Leukaemia drug could slow progression of Duchenne muscular dystrophy

A drug commonly used to treat leukaemia is showing potential as a treatment that could slow the progression of the muscle-wasting condition, Duchenne muscular dystrophy.

Duchenne muscular dystrophy most commonly affects boys, with around 2,400 people in the UK affected by the condition. There is currently no cure and most patients are not expected to live past the age of 30.

Researchers at the University of Sheffield investigated a drug called dasatinib, which works by blocking certain chemical signals that stimulate the growth of cancer cells. They found the same drug will also switch off similar signals in a protein implicated in Duchenne Muscular Dystrophy (DMD). This protein, called dystroglycan, has a part to play in maintaining healthy muscle tissue.

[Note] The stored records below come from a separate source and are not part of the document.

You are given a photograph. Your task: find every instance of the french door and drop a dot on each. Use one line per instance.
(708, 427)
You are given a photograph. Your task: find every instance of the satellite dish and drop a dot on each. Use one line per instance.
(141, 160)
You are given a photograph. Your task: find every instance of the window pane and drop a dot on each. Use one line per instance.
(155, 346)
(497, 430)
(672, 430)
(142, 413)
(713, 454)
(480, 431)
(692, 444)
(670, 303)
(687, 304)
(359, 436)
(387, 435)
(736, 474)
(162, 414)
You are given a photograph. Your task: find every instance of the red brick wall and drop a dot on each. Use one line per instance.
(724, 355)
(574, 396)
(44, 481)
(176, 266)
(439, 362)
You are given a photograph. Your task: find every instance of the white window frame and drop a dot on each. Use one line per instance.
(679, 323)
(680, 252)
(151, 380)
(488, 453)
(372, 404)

The team tested the drug in zebrafish bred to carry DMD and recorded a 40 % improvement in the condition of the fish. Those fish treated with dasatinib were able to swim further and for longer than those in a control group. It could be that by combining the drug with other treatments currently under development, their effectiveness could be improved even further. The results are published in the journal Human Molecular Genetics.

"Dasatinib clearly has promise as a treatment for DMD," says Professor Steve Winder, who led the research. "From our understanding of how the drug works we believe it could be effective in slowing muscle deterioration, prolonging patients' ability to walk and also protecting their heart and respiratory muscles. There is the potential that if the drug were taken immediately upon diagnosis, the disease progression could be dramatically reduced."

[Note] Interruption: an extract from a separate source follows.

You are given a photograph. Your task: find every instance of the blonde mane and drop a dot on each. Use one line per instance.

Because dasatinib is already cleared for clinical use, researchers hope that progress can be made more quickly towards trialling the drug in humans as a treatment for DMD. Experiments have already begun in mice, with promising results. Other drugs that work in a similar way to dasatinib are also under investigation by Professor Winder's team.

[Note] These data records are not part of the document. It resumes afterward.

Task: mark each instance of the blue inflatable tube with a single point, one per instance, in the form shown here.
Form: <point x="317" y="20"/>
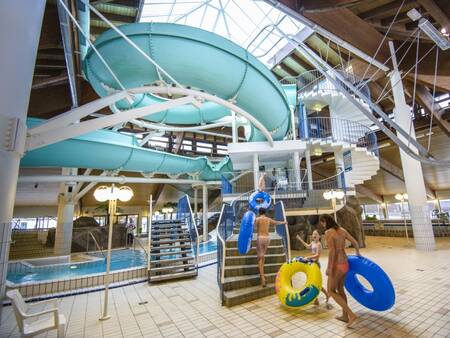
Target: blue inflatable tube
<point x="259" y="199"/>
<point x="382" y="297"/>
<point x="246" y="232"/>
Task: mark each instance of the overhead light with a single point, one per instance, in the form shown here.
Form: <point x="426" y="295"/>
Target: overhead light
<point x="429" y="29"/>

Dr Marita Pohlschmidt, Muscular Dystrophy UK's Director of Research, said:

"These are encouraging findings about a unique new avenue to treating Duchenne muscular dystrophy. It is a complex condition and we are of the view that it will take a combination of therapies to treat it effectively. Professor Winder's approach could complement potential therapies currently advancing through clinical trials, making them more effective.

"In time, we hope that its potential to treat other muscular dystrophies will also be investigated. For now, we are looking forward to seeing the results of further research into Duchenne muscular dystrophy to support these early promising results."